Nat Gertler's About Comics has started a new video series with a look at a long forgotten Black superhero, Sergeant Joe.



Article Summary

  • Discover Sergeant Joe, a Black superhero predating the often cited "first Black superhero" in 1945.
  • Nat Gertler's new video series, Comics Show & Tell, unveils overlooked pieces of comics history.
  • Sergeant Joe's comic strip, found in Black newspaper archives, featured more episodes than previously known.
  • Future episodes will cover varied topics, including Microsoft's graphic novels and pirated Polish Peanuts books.

About Comics has started a new video series with a look at a long-forgotten Black superhero, Sergeant Joe, one that predates the most commonly cited "first Black superhero". The series Comics Show & Tell with Nat Gertler is intended to be an ongoing look at interesting, bizarre, and overlooked pieces of comics culture, whether it be comic books, comic strips, magazine cartoons, or other bits of the cartoon arts. The first episode digs up a vital piece of comics history that had gone overlooked for more than three-quarters of a century.

"If you look at articles about the history of Black superheroes, many of them will point to the introduction of such a hero in Bungleton Green, a long-running strip from Black weekly papers in January 1945, as the earliest example," explains show host Nat Gertler. "When I stumbled across the Sergeant Joe comic strip in Black newspaper archives a few years back, I thought I found something that started in February 1945 and just lasted for two strips… and even that was worth spreading word about, with writer Ken Quattro and I getting word out about those two appearances on social media last November. But this past week I discovered that Sergeant Joe had actually first appeared months earlier and ran for much longer than I had detected, and knew this was an important discovery that needed to be covered."
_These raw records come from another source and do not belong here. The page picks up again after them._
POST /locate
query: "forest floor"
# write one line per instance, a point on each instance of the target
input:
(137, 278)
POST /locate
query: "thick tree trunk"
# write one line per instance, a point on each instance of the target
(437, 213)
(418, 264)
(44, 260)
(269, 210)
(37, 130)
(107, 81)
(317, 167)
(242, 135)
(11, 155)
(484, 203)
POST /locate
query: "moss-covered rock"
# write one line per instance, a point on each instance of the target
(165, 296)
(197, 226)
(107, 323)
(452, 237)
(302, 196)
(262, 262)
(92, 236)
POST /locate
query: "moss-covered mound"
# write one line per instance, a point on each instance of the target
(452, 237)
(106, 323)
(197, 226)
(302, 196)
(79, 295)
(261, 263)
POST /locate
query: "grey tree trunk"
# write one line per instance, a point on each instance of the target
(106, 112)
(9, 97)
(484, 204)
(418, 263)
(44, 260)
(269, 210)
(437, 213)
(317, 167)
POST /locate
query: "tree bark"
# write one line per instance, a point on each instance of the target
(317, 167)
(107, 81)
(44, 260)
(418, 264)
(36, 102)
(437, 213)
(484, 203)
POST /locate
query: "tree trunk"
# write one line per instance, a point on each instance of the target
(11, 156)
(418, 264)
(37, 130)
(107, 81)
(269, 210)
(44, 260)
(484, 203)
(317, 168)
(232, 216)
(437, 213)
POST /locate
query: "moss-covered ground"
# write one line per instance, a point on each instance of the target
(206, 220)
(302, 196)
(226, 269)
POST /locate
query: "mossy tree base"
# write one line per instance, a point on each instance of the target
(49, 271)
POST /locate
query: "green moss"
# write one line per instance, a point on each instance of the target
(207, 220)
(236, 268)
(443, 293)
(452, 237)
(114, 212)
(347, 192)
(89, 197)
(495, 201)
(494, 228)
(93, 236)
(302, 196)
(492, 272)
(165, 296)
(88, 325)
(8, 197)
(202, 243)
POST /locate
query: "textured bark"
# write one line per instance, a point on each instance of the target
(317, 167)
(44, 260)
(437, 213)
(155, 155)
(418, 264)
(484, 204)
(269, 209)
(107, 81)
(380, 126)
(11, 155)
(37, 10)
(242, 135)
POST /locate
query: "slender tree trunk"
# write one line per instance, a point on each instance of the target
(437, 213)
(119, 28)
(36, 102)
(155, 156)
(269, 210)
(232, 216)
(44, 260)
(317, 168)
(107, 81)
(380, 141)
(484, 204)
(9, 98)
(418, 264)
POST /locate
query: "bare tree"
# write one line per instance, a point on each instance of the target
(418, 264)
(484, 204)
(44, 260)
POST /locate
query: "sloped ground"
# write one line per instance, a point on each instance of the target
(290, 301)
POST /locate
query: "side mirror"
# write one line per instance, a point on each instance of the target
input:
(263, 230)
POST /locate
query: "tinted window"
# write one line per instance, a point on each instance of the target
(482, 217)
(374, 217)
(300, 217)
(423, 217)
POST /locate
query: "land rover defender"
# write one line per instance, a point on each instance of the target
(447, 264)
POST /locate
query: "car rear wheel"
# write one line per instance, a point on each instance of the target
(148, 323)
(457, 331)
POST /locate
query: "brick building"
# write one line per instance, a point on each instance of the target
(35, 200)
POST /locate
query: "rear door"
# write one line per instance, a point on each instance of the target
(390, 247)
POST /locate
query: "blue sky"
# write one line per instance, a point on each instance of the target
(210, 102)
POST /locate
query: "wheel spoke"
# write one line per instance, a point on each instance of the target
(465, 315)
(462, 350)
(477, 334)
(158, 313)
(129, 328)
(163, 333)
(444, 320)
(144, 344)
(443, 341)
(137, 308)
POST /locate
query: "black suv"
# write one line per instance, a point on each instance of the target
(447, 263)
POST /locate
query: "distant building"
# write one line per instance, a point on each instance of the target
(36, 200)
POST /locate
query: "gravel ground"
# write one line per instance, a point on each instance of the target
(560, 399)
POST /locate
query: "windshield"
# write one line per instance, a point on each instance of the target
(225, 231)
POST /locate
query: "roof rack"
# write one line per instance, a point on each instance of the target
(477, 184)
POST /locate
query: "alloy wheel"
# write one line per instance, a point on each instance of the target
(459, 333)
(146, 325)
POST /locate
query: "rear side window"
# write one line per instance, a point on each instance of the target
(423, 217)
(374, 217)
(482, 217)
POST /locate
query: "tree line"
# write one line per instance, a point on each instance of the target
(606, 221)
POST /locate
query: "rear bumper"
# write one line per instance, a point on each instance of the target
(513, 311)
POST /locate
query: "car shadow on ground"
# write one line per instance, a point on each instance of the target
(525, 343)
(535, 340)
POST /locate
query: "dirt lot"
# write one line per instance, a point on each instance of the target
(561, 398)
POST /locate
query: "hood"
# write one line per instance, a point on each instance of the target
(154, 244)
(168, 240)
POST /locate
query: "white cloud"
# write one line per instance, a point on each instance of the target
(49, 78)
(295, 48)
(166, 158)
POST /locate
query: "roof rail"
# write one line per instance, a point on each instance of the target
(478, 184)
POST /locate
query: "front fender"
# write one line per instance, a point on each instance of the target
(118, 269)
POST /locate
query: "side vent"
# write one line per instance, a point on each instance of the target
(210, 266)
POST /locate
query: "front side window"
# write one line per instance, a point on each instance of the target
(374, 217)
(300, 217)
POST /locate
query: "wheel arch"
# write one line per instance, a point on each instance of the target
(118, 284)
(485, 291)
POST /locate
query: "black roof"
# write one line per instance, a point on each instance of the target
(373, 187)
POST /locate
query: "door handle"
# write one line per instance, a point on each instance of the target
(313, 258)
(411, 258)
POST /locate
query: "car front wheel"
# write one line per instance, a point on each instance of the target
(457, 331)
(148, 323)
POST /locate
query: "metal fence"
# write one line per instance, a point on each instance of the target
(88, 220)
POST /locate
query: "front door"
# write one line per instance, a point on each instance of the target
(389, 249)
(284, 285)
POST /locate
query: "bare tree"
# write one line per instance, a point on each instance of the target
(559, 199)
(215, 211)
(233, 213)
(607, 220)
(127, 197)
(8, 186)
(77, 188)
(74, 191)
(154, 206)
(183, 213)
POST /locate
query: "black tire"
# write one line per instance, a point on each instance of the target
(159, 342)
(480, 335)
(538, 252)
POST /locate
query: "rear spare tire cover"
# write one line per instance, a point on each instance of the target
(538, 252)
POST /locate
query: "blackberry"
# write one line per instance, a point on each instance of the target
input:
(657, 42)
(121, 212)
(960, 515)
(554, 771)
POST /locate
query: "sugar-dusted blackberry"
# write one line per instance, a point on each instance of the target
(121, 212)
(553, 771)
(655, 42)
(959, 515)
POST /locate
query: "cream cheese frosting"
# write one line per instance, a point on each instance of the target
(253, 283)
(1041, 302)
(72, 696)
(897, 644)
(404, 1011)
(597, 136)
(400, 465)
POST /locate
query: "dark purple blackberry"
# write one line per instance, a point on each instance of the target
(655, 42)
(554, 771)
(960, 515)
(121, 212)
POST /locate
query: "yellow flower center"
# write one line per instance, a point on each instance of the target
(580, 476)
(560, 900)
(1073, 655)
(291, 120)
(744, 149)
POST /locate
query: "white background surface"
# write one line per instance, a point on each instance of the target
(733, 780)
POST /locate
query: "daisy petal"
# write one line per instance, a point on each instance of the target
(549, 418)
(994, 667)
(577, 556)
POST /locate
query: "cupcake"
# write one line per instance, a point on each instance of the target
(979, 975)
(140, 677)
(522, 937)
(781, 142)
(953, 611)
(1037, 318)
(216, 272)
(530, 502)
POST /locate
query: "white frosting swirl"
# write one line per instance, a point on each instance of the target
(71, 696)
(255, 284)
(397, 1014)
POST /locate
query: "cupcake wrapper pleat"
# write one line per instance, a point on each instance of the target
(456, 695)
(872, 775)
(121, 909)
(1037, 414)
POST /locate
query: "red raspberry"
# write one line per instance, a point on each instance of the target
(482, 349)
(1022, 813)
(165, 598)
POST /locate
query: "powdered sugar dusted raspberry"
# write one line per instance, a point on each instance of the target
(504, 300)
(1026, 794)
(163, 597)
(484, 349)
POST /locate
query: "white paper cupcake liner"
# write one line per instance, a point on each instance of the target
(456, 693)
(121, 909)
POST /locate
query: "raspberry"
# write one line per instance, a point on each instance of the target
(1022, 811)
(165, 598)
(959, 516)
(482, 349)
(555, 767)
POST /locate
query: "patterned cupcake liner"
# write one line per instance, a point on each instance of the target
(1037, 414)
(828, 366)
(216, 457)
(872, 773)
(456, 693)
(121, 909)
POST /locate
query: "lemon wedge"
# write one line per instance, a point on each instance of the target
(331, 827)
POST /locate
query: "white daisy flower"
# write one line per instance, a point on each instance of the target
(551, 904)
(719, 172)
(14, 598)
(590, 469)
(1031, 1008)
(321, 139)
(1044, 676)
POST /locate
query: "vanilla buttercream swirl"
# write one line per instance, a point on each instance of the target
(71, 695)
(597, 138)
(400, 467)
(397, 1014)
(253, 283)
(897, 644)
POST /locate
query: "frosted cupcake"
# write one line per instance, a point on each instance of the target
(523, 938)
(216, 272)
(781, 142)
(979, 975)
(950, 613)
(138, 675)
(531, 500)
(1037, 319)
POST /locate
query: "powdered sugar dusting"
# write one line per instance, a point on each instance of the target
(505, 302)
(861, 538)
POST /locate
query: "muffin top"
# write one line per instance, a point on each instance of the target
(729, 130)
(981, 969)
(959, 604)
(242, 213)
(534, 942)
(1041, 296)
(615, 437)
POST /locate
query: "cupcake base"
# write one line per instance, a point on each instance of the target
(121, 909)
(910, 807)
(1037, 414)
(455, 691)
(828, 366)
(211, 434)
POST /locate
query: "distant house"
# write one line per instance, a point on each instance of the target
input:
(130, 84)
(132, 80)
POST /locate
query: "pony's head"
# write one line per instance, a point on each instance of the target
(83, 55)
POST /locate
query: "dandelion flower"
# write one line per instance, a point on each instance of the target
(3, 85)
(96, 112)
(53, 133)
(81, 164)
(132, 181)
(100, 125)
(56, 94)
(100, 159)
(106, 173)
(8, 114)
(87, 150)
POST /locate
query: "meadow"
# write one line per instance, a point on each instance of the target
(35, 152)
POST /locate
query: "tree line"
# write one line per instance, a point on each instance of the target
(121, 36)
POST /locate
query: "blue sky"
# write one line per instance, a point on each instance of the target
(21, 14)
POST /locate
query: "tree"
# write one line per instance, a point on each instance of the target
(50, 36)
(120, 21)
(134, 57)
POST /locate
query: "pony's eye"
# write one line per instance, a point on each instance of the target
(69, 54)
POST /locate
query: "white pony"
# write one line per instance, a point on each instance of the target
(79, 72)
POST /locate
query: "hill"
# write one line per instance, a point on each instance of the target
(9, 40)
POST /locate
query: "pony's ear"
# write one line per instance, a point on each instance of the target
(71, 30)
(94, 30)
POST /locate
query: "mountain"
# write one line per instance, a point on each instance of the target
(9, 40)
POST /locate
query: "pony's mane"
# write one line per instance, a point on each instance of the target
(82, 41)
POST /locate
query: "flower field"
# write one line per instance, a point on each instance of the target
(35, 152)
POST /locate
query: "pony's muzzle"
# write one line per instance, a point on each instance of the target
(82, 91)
While the first two episodes of Comics Show & Tell will focus on overlooked early Black superheroes, the series is intended to cover a wide range of topics, from Microsoft's toe in the graphic novel business to pirated Polish Peanuts books. Nat Gertler has been reading comics for more than half a century, writing comics for more than a third of a century, and publishing comics for more than a quarter of a century. He has been writing about the history of comics for thirty years in the pages of the magazine Hogan's Alley, and in 2023 won an Eisner Award for a biography of cartoonist Charles Schulz he co-wrote for the Schulz Museum. This is the first recent ongoing video effort for About Comics, which previously had done such audio podcasts as The AAUGH Blog Podcast (around 60 episodes about the comic strip Peanuts, particularly Peanuts books) and Invisible Zeppelin (a sitcom about the call center for a superhero team, about a dozen episodes long), as well as short videos about the character Licensable Bear™.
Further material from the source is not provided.